Opportunistic infections and other AIDS defining conditions have been uncommonly reported after transplantation. Instead, HIV infected recipients more commonly experience bacterial infections typically found in HIV uninfected patients[18-20, 36]. Patients typically experience transient declines in the CD4+ T cell counts after transplantation, but these transient declines do not seem to have an impact on infection risk[18, 29, 37]. Moreover, T cell responses after transplantation both directed at HIV and at herpesviruses have been shown to be stable or expanded, reflecting an increase in immune reactivity. A major exception to this both in vitro and clinically has been related to the administration of anti-thymocyte globulin either for induction or treatment of rejection. This has been associated with prolonged declines in CD4+ T cell counts, loss of polyfunctional T cell antiviral cytotoxic T lymphocyte responses and the subsequent development of life-threatening bacterial infections[38, 39]. HIV viremia is generally well controlled with occasional transient episodes of viremia and less frequent persistent HIV viremia[18, 29].

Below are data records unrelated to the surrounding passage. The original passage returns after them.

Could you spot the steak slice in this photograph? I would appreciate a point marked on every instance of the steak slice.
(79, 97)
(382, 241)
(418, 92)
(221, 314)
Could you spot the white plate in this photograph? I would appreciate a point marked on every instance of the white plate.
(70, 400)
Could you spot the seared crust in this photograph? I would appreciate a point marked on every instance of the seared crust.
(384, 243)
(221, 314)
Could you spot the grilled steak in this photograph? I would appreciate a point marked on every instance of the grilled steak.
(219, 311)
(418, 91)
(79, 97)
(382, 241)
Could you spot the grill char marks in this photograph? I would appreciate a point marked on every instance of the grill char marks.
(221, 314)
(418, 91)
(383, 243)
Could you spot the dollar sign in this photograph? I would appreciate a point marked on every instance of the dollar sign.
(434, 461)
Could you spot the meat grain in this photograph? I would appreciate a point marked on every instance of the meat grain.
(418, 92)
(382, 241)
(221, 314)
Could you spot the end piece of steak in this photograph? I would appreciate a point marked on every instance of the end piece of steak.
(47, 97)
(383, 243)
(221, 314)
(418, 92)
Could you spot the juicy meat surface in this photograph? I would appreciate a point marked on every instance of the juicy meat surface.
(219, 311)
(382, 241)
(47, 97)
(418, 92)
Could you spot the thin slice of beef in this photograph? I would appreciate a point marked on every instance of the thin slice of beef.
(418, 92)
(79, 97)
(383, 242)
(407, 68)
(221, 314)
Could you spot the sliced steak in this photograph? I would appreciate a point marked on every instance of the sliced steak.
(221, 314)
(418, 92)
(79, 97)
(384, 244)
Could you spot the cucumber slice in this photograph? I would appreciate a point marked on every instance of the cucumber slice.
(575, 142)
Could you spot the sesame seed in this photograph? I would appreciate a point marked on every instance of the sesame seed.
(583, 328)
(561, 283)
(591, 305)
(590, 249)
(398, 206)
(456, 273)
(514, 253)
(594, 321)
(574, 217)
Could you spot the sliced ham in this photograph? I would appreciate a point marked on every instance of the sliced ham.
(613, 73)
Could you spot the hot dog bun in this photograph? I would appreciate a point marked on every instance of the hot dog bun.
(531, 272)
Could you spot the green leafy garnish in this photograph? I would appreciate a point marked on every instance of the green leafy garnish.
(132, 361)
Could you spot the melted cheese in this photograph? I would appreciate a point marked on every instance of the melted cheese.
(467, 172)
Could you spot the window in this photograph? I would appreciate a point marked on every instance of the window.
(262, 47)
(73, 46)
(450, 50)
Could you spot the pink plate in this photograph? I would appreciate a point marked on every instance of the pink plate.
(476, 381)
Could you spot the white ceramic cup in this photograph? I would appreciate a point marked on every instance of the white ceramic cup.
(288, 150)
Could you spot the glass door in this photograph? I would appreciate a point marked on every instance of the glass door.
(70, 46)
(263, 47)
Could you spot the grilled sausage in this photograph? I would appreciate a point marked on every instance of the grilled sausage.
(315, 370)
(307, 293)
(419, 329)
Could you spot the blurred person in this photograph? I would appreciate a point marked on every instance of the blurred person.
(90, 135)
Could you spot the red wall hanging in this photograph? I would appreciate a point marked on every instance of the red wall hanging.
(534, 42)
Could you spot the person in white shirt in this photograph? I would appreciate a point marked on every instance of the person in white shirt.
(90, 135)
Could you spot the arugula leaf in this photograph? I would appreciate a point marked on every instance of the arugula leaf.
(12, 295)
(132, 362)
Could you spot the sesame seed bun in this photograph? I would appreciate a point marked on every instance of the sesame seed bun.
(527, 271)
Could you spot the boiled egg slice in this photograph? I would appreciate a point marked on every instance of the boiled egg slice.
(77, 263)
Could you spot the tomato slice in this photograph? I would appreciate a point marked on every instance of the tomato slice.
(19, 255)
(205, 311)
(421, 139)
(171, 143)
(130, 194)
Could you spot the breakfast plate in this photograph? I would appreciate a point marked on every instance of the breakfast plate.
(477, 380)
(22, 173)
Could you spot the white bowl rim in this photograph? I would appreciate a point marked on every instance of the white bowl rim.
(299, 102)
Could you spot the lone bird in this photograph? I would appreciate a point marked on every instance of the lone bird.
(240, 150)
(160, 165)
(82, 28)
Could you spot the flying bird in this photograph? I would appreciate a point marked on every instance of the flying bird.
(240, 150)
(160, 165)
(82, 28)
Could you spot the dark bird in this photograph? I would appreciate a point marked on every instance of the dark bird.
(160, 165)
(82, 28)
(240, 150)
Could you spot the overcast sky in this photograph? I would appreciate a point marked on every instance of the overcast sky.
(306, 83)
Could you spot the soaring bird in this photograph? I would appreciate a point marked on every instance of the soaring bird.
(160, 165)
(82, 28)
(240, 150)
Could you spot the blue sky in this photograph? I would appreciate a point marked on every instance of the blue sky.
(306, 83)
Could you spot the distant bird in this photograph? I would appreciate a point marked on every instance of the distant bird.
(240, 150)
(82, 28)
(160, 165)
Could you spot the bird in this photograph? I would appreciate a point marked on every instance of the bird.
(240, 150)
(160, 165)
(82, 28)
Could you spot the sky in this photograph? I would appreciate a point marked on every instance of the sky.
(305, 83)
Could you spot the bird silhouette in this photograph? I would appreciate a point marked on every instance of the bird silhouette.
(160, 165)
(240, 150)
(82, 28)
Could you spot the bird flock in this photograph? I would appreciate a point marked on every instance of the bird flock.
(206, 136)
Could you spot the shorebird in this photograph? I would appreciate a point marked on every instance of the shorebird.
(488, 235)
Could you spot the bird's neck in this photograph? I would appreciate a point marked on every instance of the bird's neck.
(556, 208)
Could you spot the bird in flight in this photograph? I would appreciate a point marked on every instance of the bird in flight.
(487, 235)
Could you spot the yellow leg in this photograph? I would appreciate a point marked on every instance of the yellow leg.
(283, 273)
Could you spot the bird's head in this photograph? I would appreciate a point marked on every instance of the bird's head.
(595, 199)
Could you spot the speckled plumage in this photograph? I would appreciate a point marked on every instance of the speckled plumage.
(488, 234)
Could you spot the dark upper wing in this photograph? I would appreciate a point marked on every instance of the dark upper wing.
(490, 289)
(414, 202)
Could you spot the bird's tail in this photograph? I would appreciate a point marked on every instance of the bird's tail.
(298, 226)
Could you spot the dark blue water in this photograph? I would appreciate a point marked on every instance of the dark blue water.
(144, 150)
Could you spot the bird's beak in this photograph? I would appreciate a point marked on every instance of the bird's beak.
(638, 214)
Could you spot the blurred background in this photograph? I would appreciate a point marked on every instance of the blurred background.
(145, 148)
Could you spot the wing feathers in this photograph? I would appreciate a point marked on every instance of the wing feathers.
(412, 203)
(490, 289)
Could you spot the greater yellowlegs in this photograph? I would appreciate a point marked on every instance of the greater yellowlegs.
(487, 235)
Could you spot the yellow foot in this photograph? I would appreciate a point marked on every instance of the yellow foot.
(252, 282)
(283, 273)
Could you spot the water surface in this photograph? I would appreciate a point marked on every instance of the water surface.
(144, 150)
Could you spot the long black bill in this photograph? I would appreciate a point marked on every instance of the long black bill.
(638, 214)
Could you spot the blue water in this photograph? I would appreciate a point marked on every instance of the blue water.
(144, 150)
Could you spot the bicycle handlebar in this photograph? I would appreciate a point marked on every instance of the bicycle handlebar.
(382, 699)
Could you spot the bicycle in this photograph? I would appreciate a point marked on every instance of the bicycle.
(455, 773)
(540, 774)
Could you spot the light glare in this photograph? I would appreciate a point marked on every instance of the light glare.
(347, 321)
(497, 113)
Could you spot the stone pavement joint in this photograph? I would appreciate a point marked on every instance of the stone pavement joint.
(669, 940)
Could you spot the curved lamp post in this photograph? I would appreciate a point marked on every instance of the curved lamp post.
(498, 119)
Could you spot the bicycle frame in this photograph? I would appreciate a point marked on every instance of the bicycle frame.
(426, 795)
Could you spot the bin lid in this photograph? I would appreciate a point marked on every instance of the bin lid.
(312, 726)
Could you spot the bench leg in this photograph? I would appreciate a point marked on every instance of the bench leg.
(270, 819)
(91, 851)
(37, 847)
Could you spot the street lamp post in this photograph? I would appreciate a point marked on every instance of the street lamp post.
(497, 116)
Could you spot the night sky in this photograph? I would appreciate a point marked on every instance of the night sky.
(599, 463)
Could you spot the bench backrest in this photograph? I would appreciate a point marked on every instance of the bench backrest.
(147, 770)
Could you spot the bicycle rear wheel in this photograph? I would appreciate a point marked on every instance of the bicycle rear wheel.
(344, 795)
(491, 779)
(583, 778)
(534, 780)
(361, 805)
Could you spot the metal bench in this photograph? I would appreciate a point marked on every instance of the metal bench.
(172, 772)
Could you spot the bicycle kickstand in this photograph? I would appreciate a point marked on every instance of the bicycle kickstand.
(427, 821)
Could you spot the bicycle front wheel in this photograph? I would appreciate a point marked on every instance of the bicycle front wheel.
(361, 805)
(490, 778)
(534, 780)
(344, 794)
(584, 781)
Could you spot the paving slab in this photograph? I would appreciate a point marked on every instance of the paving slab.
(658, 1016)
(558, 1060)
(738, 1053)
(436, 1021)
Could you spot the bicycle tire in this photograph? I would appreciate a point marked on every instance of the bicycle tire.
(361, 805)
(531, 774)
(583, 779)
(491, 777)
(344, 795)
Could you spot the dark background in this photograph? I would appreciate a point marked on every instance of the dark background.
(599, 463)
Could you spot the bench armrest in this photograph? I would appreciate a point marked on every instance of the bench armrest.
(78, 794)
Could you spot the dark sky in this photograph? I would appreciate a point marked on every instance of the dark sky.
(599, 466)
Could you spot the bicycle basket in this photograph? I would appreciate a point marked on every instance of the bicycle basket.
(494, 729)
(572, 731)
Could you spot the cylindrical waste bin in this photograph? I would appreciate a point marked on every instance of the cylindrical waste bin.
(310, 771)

Although most reports have focused on infection and rejection, several other complications have also been noted. Malignancies have been uncommon, but those associated with human papillomavirus have been noted more frequently[18, 40]. Patients with hepatocellular carcinoma have been successfully transplanted with only one study suggesting a trend toward decreased survival in HIV infected recipients with hepatocellular cancer when compared with HIV negative recipients[24, 41]. It is unclear if there is an increased risk of vascular thrombosis; a single center reported an increased incidence of vascular complications involving arterial and venous systems.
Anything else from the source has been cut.